*"...I was expecting more of a fight to access the float hardware." - moi*

How young and naive I was back then! ;-) Sure, you can trivially extract the parts that make up a double (sign, exponent, & mantissa) but they are in binary. Which is fine if you want to display binary or hex (oh how I wish the "natural" base we had "picked" to do our arithmetic in were 4), but for decimal you have to convert a base 2 float to a base 10 float, which is fraught with precision issues. So fraught, apparently, that many programming language math packages got them subtly wrong. It seems that C++ now has the double string conversions right, but the crux of the issue for this project is output formatting, which I don't believe is sufficient in C++ to supply an HP calculator type display. In particular, I don't see a direct way to do engineering (mantissa % 10^3) type formatting, or specific formatting of hex floats in terms of precision or "decimal" places .

A double has 64 bits: 1 sign bit, 11 exponent bits, and 52 mantissa bits. For values that aren't subnormal, the mantissa is prepended with a 53rd MSb of '1'. Manipulating the 52 bit mantissa via doubles is problematic because the precision that the double can store either matches the mantissa (for subnorms) or is one bit less (norms). There are some "guard bits" in the float hardware, and these increase the precision of the result via rounding when shoehorning it back into the double storage space of 64 bits, but there is no way to insert anything into these guard bits as input.

Floats do a lot of nice stuff automatically, but float containers are rather vague and limited in C++. There is a "long double" but there is no guarantee that it has more precision than a double, which is kinda nuts. (I believe the double itself can fall back to just a float in some cases, which is really nuts, though apparently knowable.) The long double "usually" uses the 80 bit float hardware in an x86 processor, but all bets are off with portability.
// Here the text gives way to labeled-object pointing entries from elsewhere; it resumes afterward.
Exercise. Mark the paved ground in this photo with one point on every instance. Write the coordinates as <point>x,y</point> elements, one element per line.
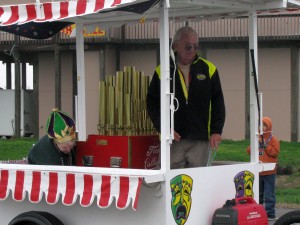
<point>282,211</point>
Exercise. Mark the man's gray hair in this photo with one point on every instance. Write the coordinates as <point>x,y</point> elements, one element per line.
<point>183,30</point>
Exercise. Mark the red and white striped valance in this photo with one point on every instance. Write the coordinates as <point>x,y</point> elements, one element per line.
<point>51,11</point>
<point>70,186</point>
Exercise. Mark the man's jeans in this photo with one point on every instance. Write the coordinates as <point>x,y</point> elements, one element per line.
<point>267,193</point>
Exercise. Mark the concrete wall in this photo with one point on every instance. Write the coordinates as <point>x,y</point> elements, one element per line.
<point>273,71</point>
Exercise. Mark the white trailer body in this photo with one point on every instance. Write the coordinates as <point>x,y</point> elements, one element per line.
<point>82,195</point>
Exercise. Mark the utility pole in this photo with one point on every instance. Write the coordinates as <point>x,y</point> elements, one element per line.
<point>16,55</point>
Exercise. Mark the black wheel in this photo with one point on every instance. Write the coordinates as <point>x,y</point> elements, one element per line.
<point>289,218</point>
<point>35,218</point>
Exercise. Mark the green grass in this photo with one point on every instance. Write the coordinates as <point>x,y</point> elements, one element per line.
<point>15,148</point>
<point>287,186</point>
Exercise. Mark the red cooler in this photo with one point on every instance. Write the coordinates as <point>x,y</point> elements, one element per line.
<point>137,152</point>
<point>240,211</point>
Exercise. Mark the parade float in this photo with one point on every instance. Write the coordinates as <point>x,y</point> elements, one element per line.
<point>111,193</point>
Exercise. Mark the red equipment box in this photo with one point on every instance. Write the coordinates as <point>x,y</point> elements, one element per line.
<point>137,152</point>
<point>240,211</point>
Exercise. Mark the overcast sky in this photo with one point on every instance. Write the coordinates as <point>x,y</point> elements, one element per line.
<point>29,74</point>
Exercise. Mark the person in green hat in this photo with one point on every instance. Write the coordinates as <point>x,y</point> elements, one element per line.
<point>58,146</point>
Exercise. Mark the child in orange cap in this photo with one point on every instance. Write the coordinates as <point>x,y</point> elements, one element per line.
<point>269,149</point>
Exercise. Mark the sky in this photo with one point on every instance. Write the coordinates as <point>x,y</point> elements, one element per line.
<point>29,74</point>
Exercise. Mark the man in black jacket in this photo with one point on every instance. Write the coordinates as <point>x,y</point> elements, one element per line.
<point>200,116</point>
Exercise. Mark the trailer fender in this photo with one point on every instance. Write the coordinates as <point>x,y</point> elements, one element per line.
<point>35,218</point>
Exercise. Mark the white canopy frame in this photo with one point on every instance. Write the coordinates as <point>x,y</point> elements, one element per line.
<point>249,7</point>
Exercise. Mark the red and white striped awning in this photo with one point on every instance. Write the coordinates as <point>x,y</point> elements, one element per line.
<point>70,186</point>
<point>53,11</point>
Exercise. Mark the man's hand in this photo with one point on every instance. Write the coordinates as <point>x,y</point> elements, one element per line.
<point>215,140</point>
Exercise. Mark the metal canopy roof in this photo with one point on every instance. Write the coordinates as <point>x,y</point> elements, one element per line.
<point>92,11</point>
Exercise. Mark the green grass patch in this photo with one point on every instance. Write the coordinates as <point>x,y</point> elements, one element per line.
<point>15,148</point>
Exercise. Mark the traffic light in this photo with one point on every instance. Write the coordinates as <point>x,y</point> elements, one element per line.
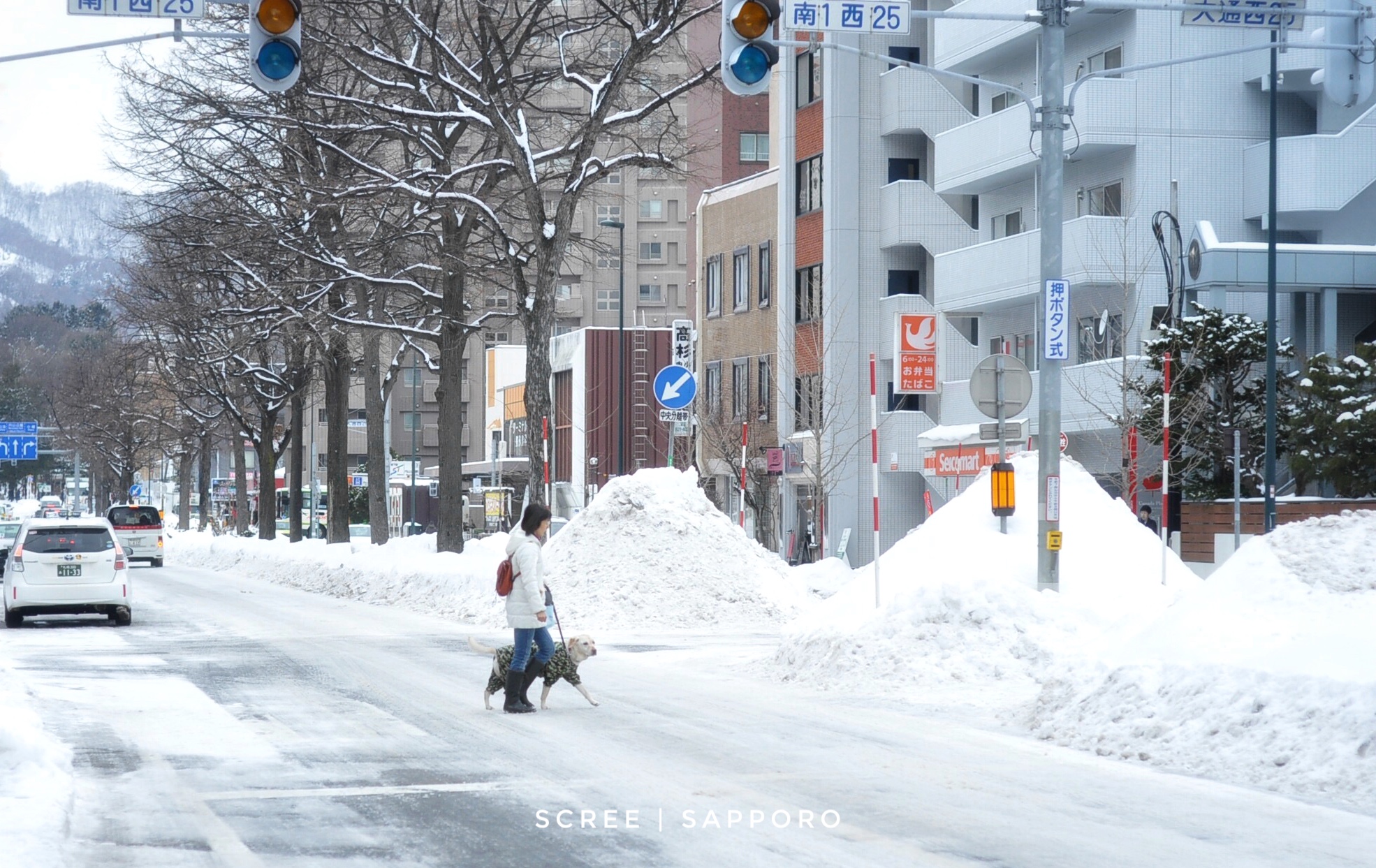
<point>1347,76</point>
<point>747,50</point>
<point>275,43</point>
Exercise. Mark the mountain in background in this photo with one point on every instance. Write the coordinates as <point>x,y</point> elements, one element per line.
<point>59,245</point>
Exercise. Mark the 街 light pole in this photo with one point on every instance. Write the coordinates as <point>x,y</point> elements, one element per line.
<point>621,343</point>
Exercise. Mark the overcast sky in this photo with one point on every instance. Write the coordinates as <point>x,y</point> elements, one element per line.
<point>51,109</point>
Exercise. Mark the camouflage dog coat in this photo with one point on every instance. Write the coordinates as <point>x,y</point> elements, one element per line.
<point>559,666</point>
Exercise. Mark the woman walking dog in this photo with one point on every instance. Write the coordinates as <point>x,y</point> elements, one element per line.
<point>526,608</point>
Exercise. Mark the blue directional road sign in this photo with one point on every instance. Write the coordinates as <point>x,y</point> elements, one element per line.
<point>675,387</point>
<point>18,448</point>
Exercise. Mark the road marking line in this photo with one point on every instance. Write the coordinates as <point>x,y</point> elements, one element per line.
<point>330,793</point>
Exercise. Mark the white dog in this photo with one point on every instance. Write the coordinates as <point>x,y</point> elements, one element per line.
<point>563,665</point>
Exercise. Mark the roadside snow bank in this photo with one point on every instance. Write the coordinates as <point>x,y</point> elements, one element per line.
<point>961,603</point>
<point>652,550</point>
<point>35,780</point>
<point>1266,676</point>
<point>407,571</point>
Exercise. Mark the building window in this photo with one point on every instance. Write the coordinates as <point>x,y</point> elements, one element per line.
<point>807,302</point>
<point>739,388</point>
<point>1007,225</point>
<point>810,78</point>
<point>763,388</point>
<point>754,147</point>
<point>903,168</point>
<point>608,300</point>
<point>1109,58</point>
<point>905,282</point>
<point>740,279</point>
<point>1105,201</point>
<point>712,387</point>
<point>766,273</point>
<point>712,278</point>
<point>905,52</point>
<point>1101,337</point>
<point>810,184</point>
<point>807,402</point>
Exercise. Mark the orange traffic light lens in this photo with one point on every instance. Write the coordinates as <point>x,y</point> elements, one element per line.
<point>752,20</point>
<point>277,17</point>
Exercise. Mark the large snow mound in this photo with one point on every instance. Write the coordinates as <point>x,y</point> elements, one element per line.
<point>35,780</point>
<point>960,600</point>
<point>1266,676</point>
<point>652,550</point>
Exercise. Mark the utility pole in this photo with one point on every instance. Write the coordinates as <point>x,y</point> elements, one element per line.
<point>1052,123</point>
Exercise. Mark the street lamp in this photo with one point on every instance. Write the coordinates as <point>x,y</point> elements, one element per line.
<point>621,344</point>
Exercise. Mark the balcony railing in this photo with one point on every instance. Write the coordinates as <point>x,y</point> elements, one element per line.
<point>1000,149</point>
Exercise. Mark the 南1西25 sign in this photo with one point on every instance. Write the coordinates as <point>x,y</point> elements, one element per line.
<point>916,354</point>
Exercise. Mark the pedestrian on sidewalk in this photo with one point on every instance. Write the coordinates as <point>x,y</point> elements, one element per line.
<point>526,607</point>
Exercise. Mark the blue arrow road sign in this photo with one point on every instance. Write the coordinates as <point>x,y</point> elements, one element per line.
<point>675,387</point>
<point>18,448</point>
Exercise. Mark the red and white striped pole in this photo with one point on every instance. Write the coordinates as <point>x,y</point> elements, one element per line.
<point>546,429</point>
<point>1166,464</point>
<point>745,429</point>
<point>874,469</point>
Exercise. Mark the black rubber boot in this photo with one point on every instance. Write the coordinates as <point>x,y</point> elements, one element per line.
<point>533,670</point>
<point>513,705</point>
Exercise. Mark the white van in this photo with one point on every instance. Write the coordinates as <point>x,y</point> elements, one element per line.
<point>139,531</point>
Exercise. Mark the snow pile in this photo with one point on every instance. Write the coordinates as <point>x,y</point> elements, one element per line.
<point>407,571</point>
<point>1265,677</point>
<point>35,780</point>
<point>652,550</point>
<point>961,603</point>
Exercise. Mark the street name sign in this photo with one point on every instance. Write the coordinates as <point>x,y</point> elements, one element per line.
<point>847,17</point>
<point>138,8</point>
<point>1265,14</point>
<point>675,387</point>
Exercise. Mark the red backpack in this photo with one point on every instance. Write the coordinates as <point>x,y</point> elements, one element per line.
<point>505,577</point>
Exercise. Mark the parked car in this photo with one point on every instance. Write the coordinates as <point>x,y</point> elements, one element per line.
<point>68,567</point>
<point>139,531</point>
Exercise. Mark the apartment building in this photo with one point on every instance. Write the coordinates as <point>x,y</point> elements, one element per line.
<point>738,348</point>
<point>910,194</point>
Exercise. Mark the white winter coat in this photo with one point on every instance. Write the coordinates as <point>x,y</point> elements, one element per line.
<point>527,597</point>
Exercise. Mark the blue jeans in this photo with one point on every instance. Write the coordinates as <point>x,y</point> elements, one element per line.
<point>522,654</point>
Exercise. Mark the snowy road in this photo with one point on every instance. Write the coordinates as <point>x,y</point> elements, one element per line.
<point>245,724</point>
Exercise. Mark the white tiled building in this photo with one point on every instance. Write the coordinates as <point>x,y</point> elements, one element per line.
<point>929,196</point>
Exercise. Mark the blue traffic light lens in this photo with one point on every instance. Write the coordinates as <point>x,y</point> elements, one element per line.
<point>277,59</point>
<point>750,64</point>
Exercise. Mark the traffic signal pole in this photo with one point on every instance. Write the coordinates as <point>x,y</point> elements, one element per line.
<point>1052,122</point>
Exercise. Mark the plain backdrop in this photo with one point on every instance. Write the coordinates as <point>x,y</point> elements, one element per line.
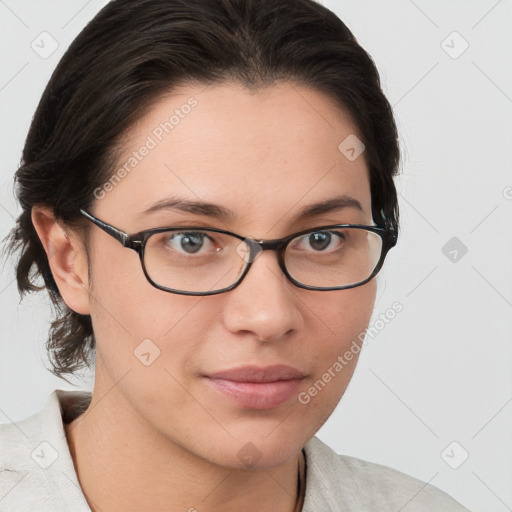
<point>432,395</point>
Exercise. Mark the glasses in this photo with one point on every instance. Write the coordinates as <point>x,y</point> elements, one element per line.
<point>191,260</point>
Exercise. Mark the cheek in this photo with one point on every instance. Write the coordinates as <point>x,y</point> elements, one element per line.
<point>341,316</point>
<point>341,320</point>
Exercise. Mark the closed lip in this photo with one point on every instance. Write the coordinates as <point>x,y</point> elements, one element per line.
<point>258,374</point>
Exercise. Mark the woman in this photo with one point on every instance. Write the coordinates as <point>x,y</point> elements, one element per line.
<point>207,193</point>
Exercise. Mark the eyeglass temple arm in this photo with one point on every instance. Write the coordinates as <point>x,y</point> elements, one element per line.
<point>119,235</point>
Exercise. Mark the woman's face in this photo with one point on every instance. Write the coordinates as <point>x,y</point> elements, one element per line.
<point>264,157</point>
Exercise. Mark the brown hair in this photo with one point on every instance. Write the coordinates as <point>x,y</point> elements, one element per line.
<point>131,53</point>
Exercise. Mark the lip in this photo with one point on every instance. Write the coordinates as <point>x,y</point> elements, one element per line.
<point>253,387</point>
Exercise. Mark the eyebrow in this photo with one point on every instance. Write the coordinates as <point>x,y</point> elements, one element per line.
<point>221,213</point>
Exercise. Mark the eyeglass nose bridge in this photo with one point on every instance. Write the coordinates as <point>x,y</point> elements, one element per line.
<point>256,247</point>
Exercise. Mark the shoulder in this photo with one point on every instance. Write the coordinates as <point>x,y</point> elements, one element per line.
<point>36,469</point>
<point>339,481</point>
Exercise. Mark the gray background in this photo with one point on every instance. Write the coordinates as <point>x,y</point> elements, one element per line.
<point>439,372</point>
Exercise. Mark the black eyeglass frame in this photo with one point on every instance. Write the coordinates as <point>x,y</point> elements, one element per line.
<point>137,242</point>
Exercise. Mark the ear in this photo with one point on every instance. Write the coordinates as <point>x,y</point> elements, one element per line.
<point>67,258</point>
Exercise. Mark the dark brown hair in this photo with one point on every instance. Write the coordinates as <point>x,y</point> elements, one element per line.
<point>131,53</point>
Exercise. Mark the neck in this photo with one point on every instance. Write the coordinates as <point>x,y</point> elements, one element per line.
<point>124,465</point>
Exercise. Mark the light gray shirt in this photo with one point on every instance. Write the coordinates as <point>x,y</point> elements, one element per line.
<point>37,471</point>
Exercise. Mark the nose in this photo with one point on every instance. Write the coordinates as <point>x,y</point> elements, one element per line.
<point>265,303</point>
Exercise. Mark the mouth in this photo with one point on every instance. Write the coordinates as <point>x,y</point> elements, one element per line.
<point>253,387</point>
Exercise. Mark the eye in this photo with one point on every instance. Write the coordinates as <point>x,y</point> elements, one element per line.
<point>190,242</point>
<point>320,241</point>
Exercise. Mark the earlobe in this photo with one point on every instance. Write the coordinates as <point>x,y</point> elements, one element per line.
<point>67,259</point>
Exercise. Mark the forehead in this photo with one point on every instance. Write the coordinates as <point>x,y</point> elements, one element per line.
<point>261,154</point>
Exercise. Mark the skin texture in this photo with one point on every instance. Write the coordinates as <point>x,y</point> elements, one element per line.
<point>159,437</point>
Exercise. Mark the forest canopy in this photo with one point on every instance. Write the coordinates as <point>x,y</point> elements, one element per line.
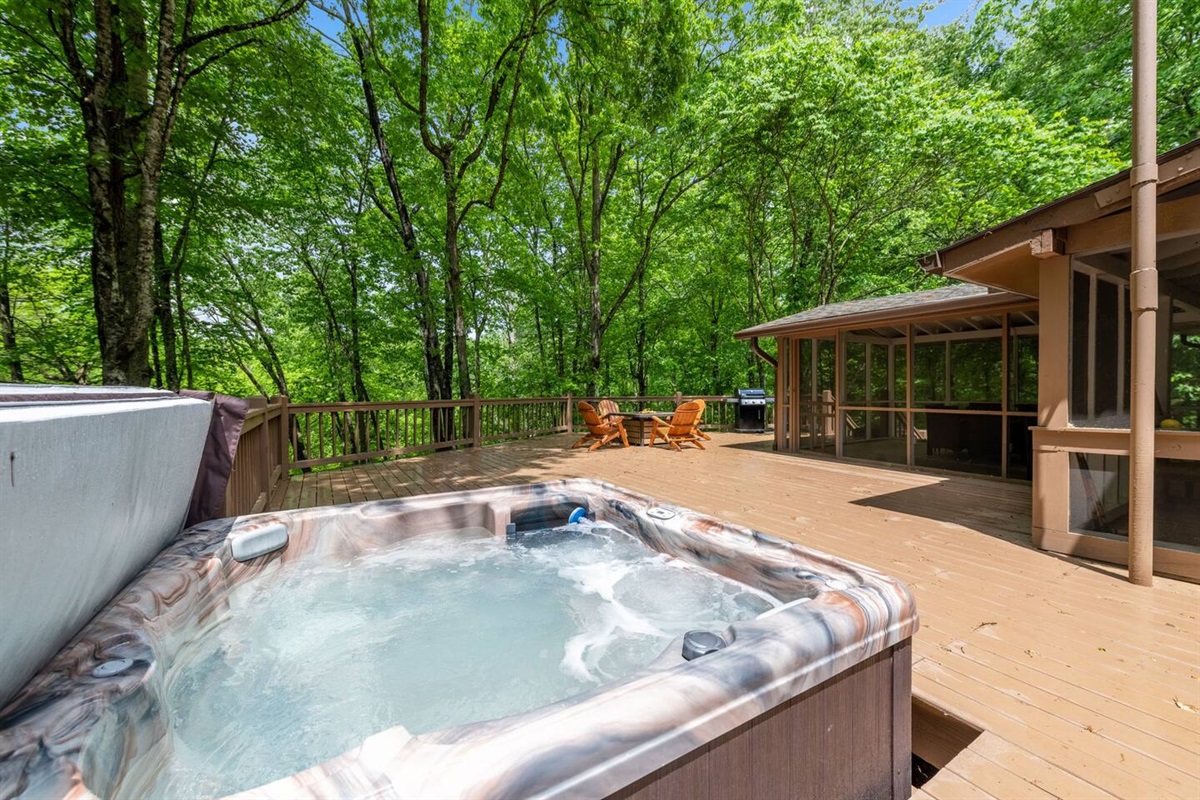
<point>395,199</point>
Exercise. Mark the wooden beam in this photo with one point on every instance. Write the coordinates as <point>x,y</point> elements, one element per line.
<point>1049,242</point>
<point>1176,220</point>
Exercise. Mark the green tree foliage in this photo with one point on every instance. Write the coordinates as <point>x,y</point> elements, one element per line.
<point>376,199</point>
<point>1071,60</point>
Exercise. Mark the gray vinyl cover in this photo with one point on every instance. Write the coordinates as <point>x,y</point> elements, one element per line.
<point>93,485</point>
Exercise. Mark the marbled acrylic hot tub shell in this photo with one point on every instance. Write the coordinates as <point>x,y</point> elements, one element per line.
<point>589,745</point>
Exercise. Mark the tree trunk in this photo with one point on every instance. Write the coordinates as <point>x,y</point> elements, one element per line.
<point>640,340</point>
<point>127,120</point>
<point>7,323</point>
<point>454,282</point>
<point>592,260</point>
<point>9,332</point>
<point>162,311</point>
<point>181,313</point>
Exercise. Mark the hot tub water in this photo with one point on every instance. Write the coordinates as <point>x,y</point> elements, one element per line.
<point>436,631</point>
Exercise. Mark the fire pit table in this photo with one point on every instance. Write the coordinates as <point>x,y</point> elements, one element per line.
<point>640,423</point>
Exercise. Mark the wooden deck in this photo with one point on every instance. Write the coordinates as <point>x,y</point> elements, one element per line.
<point>1084,685</point>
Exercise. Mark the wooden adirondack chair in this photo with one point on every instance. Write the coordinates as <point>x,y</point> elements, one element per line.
<point>600,432</point>
<point>682,427</point>
<point>606,408</point>
<point>699,417</point>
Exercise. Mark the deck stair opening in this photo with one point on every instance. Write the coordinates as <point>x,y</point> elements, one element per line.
<point>937,737</point>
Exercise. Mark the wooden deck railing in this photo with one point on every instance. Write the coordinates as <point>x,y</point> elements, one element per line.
<point>262,457</point>
<point>280,437</point>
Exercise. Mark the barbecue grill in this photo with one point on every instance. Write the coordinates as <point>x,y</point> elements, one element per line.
<point>751,415</point>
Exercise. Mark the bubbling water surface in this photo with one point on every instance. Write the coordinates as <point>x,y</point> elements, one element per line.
<point>439,630</point>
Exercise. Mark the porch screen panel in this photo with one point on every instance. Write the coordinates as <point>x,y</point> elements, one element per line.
<point>1185,371</point>
<point>1080,304</point>
<point>976,373</point>
<point>1099,350</point>
<point>1108,352</point>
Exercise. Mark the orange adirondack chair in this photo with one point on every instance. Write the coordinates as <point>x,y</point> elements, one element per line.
<point>682,427</point>
<point>606,408</point>
<point>699,417</point>
<point>600,432</point>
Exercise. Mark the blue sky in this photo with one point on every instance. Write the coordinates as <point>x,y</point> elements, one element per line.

This is one major flaw in C++ IMO. I understand that it's based on C legacy, which did "best effort" with ints, longs, etc. regarding the hardware, but they should have totally nailed down the widths via typing (which they did after the fact, at least for the signed and unsigned integers: int32_t, uint64_t, etc.) so that precision and modulo behavior would track among the various underlying hardware, and then provided library implementations of things not directly supported by the target hardware. I mean, how hard / not obvious is this to know that it's the right thing to do? Math has to be 100% portable for algorithms not to break. Though, I guess when your main memory is 64k, it's hard to see the big picture or the needs of the future.

I could have used C++ functions that convert doubles to strings, extract the various fields into sub strings, then convert these back into separate numbers, then play with them, then convert them back into display strings, but that seems really Rube Goldberg-ian. So I bit the bullet and wrote my own double fields extractor, and it seems to be working OK. I used one long double, but if it falls back to a double the precision shouldn't be affected too much. It's not 100% accurate, but the results seem to be good to several least significant bits. Given the 53 bit mantissa of a double, there are log10(2^53) = 15.9546, or ~16 significant decimal digits in a double. The signed exponent is returned as a int32_t, the signed mantissa as a long double. A separate function looks for NaNs and infinities.

**[EDIT]** I can see now why many calculator SW writers often end up implementing their own BCD math libraries.

Here's the gist of the conversion:

Code:

d_fields(d_i, sf, ef, ff); // get d fields
int32_t exp_2 = ef - EF_BIAS; // remove exp_2 bias
double mant_2 = d_i; // the whole input double, actually
int32_t exp_10 = ceil(exp_2 * log10(2)); // initial exp_10
mant_2 *= pow(10.0, -exp_10); // base 2 => 10 conversion
d_fields(mant_2, sf, ef, ff); // get mant fields
mant_2 = (!ef) ? ff : ff + FF_MSB; // (ef == 0) : subnorm
exp_2 = ef - EF_BIAS;
long double mant_10 = (long double)mant_2 * powl(2, exp_2 - 52);
// adjust if not base 10 exponential form (mostly for subnorms)
while ( mant_10 = 10 ) { mant_10 /= 10; exp_10++; }
mant_o = powl(-1, sf) * mant_10;
exp_o = exp_10;